The old woman sat up in bed; the moonlight fell upon her face and neck. She opened her eyes wide and said:
“What is it? What is it? Who calls?”
“Rejoice! Here I bring you my John!”
“My John!” screamed the old woman, “Good God, my John! How long—how long—I have thee—I have thee! Oh God, I thank thee a thousand and a thousand times! Oh, my child, my boy! I see thee with a thousand eyes, and a thousandfold—No, there—there—thy hand! Come here—there—there in the chest is thy dowry! Take the cloth! My son! my boy! Yes, yes, she is thine! John, my son, my son! my—”
The old woman laughed convulsively, and fell back in her bed. Amrei and John had knelt down beside her, and when they stood up and bent over her, she had ceased to breathe.
“Oh, heavens! She is dead! Joy killed her!” exclaimed Barefoot. “She took you for her son. She died happy. Oh, why is it thus in the world, why is it thus?” She sank down by the bed again, and sobbed bitterly.

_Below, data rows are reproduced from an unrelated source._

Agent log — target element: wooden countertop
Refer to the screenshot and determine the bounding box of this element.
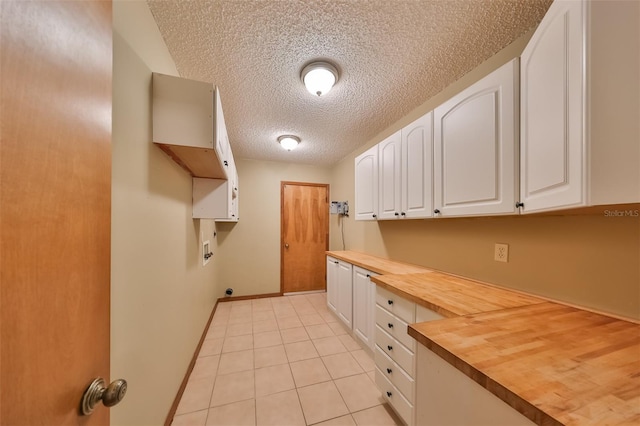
[371,271,544,318]
[327,251,640,425]
[327,250,430,274]
[409,302,640,425]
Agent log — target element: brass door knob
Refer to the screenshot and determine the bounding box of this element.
[82,377,127,416]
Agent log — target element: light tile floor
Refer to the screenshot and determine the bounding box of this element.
[172,293,402,426]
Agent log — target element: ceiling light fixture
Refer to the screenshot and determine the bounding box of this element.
[278,135,300,151]
[300,61,338,96]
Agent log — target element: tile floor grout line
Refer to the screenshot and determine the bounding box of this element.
[170,293,395,426]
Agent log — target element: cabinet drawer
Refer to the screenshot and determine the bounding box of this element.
[376,325,415,377]
[376,286,416,323]
[376,305,416,352]
[376,368,413,426]
[375,347,415,403]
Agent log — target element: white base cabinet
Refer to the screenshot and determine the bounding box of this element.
[374,287,443,426]
[416,344,535,426]
[327,256,353,329]
[353,265,377,351]
[520,0,640,213]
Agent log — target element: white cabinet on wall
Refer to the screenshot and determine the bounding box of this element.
[193,165,239,222]
[378,112,433,219]
[355,145,378,220]
[353,265,377,350]
[152,73,231,179]
[400,112,433,218]
[327,257,353,329]
[378,131,402,219]
[520,0,640,213]
[434,59,519,216]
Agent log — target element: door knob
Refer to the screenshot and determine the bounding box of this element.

At last John raised her up, and Barefoot closed the dead woman’s eyes. For a long time they stood together beside the bed; then Barefoot said:
“Come, I will wake up people who will watch by her body. God has been very gracious; she would have no one to care for her when I was gone. And God has given her the greatest joy in the last moment of her life. How long, oh, how long, she waited for that joy!”
“Yes, but you cannot stay here now,” said John. “You must go with me this very night.”
Barefoot woke up the gravedigger’s wife, and sent her to Black Marianne. Her mind was so wonderfully composed that she remembered to tell the woman that the flowers, which stood on her window-ledge at the farm, were to be planted on Black Marianne’s grave; and especially that she was not to forget to put Black Marianne’s hymn-book under her head, as she had always wished.
When at last she had arranged everything, she stood up erect and, stretching out her arms, said:
“Now everything is done. You must forgive me, good man, that I was obliged to bring you to a house of sorrow; and forgive me, too, if I am not now as I should wish to be. I see now that all is well, and that God has ordered it for the best. But still I shake with fear in every limb—it is a hard thing to die. You cannot imagine how I have almost puzzled my brains out about it. But now all is well, and I will be cheerful—for I am the happiest girl in the world!”
“Yes, you are right.—But come, let us go. Will you ride with me on my horse?” asked John.
“Yes. Is it the white horse that you had at the wedding at Endringen?”
“To be sure!”
“And, oh, that Farmer Rodel! If he didn’t send to Lauterbach the night before you came and have a white horse brought from there, so as to get you to come to his house. Holloa! white horse, go home again!” she concluded, almost merrily.